Namibie – Trithemis kirbyi (Selys, 1891) et sa présence en France

Trithemis kirbyi mâle, Namibie, au pied du plateau de Waterberg, 08/02/2020
Trithemis kirbyi mâle, Namibie, au pied du plateau de Waterberg, 08/02/2020

C’est un des Libellulidae les plus rouges qui soient que l’on peut confondre avec C. erythraea dont on le sépare par l’étendue de la tache alaire ambrée et l’absence de bleu à la base des yeux. Il porte une petite tache noire sur S9 (à peine visible sur S8).
Brachythemis lacustris est beaucoup plus proche, plus petit et plus trapu, mais très ressemblant… Sa tache alaire sur les ailes postérieures, plus large, atteint le nodus et ses ptérostigmas sont en principe bicolores (ils tendent à noircir chez les sujets un peu âgés).

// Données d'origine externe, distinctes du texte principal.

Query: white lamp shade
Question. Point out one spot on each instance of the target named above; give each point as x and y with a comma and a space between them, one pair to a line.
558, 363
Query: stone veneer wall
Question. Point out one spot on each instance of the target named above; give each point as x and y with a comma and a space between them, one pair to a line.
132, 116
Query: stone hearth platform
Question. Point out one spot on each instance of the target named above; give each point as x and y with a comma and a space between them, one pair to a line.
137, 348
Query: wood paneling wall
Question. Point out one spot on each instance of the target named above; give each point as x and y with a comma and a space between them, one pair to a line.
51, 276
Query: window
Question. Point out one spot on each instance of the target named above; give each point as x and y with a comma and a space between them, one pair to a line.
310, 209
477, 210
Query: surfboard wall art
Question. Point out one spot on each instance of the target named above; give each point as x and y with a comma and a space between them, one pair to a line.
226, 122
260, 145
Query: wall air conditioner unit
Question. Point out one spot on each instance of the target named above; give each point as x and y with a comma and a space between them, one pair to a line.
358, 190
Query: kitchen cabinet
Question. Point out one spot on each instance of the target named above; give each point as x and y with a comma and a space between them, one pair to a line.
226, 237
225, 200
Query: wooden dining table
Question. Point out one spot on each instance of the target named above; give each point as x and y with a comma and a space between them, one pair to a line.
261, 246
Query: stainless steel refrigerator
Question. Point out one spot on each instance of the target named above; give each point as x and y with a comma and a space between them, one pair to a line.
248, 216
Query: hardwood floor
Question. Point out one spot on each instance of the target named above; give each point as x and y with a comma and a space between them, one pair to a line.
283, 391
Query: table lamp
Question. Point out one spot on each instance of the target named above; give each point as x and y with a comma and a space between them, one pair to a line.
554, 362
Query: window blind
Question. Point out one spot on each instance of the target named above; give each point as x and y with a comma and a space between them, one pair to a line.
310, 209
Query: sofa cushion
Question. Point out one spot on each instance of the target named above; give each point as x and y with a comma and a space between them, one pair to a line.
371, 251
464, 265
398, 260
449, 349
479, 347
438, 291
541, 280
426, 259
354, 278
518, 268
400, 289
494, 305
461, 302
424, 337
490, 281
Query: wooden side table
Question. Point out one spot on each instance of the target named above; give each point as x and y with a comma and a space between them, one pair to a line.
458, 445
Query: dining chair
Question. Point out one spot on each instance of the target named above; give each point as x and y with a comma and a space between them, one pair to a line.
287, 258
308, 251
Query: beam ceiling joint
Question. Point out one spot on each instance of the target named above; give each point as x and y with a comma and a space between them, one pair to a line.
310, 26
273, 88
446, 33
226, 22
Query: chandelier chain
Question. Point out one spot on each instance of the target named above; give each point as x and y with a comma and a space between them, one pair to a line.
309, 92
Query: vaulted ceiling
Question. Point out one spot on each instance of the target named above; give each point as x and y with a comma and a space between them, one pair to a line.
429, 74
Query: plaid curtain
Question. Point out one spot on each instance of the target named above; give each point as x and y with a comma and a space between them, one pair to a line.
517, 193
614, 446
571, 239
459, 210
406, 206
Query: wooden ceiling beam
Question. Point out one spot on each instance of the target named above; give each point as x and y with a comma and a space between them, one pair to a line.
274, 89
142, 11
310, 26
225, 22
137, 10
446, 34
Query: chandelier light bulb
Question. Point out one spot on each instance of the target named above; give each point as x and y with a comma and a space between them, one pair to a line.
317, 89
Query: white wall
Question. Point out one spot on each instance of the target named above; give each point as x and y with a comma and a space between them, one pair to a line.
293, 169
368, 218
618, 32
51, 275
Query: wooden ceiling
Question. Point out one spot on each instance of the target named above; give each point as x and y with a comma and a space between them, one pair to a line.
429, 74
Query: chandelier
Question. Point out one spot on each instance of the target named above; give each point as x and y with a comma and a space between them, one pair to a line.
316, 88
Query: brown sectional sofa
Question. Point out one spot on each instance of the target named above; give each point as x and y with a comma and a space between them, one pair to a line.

Trithemis kirbyi mâle, Namibie, au pied du plateau de Waterberg, 08/02/2020
Trithemis kirbyi mâle, Namibie, au pied du plateau de Waterberg, 08/02/2020

Curieusement et cela est d’ailleurs signalé dans Dragonflies ans Damselflies of Namibia, Frank Suhling & Andreas Martens, il est rare dans la bande de Caprivi et nous ne l’avons pas croisé dans cette région pourtant extrêmement riche.
Son nom d’espèce kirbyi est un hommage à William Forsell Kirby, éminent spécialiste britannique des odonates à la fin du XIX° siècle.

Trithemis kirbyi mâle, Namibie, mare près de Rundu, 12/02/2020
Trithemis kirbyi mâle, Namibie, mare près de Rundu, 12/02/2020

Il mesure 35 à 38 mm et tolère tout type d’habitat : les rivières, les fossés autant que les abreuvoirs, les piscines et les mares temporaires, puisque sa larve peut se développer en moins de 50 jours.
Et c’est certainement la raison pour laquelle après 3 saisons ou il a été signalé dans le sud de la France, la preuve de son autochtonie (provisoire ?) a été apportée par la découverte d’exuvies le 25 aout 2020, à Cambo-les-bains (Pyrénées-Atlantiques), par Bruno Jourdain. La découverte a été relatée par Opie-odonates.
Mais savoir si les larves sont capables de passer l’hiver dans le sud de la France est une autre question car on peut sans doute supposer que la découverte, tard en saison, de ces individus et de ces exuvies, est due au fait que des individus adultes venus d’Espagne ont pondu dans ces bassins au début de l’été…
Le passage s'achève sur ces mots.